[270] ‘Dictionary of Hygiene.’
DUST-BIN. A dust-bin on any premises may become a nuisance and a peril to health if certain precautions are not observed with respect to it.
It should have a tolerably tight-fitting cover, and one that is waterproof also, if, especially as it ought to be, the dust-bin is situated in the open air. The bottom should never be the bare earth, but one that is properly bricked or tiled. It should be lime-washed occasionally, in summer time the most frequently. Only dry refuse, such as ashes and the sweepings of rooms, &c., should be thrown into it.

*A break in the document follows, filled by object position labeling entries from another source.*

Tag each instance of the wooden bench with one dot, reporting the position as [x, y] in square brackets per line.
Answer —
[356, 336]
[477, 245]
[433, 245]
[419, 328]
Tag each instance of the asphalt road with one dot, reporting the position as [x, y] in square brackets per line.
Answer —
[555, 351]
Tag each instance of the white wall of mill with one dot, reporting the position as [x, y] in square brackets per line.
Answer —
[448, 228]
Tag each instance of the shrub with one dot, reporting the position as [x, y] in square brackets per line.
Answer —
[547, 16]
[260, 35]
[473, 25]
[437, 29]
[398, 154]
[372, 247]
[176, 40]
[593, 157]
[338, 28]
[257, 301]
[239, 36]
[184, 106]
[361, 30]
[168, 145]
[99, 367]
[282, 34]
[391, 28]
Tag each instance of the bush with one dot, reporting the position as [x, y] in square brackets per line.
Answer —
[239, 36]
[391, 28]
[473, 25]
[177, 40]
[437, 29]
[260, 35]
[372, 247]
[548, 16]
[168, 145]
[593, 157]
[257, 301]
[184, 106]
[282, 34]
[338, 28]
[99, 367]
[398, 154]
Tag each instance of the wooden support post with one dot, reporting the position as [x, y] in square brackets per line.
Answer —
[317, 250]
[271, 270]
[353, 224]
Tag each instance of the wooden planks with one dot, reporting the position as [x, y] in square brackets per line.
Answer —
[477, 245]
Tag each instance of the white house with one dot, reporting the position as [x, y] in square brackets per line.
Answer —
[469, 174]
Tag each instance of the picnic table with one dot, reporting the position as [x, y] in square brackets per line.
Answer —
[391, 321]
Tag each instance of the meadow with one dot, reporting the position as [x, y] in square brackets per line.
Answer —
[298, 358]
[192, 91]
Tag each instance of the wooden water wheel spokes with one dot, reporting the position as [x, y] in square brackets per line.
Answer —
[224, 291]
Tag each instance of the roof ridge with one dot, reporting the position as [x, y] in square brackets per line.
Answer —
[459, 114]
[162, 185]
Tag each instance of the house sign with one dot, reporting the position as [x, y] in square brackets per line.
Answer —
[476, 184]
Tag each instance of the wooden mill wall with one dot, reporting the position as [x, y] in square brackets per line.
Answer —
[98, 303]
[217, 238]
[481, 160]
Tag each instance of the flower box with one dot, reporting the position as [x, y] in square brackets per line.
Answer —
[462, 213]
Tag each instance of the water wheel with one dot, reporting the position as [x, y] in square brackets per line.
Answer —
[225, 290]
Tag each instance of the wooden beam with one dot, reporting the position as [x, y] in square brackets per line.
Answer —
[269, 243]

On no account should fragments of vegetable or animal nature be put in, such as fishbones, potato parings, cabbage stalks, dirty or discarded pieces of apparel, or bits of rags or dusters. These should be at once burnt on the kitchen fire; the best kind of stove for consuming these is that known as the kilnhouse. Meat bones should be got disposed of as soon as possible, as they frequently give rise to unpleasant and offensive odours. Finally, the dust-bin should not be too large. If too capacious, it acts as a guile for servants not to have it cleaned out as often as it should be, the frequent removal of its contents being a most essential condition toward the preservation of health.
DUSTING. This very important branch of household labour is sometimes very inefficiently performed. Very frequently the dust of an apartment is not removed, but merely disturbed or driven from one place to settle down on another.
It should always as much as possible be got rid of by means of a duster or a brush and dust-pan.
As the dust should adhere to the former, this should from time to time be taken out into the open air and shaken. During the time a room is being dusted the furniture should be collected in as small a space as possible, and enveloped in the dusting-sheet. The dusting-sheet on its removal should be carefully folded together, taken into the air and shaken. The furniture may then be dusted and returned to the proper places.
A duster should never be rubbed over furniture standing close to a wall, or a dirty mark on the wall-paper will be the result. The same caution applies to mantel-pieces, where
the paper may soon be spoilt by the act of dusting, unless contact with the duster be avoided.
DUTCH DROPS. The dark-coloured residue left by the dry distillation of turpentine. (Hager.)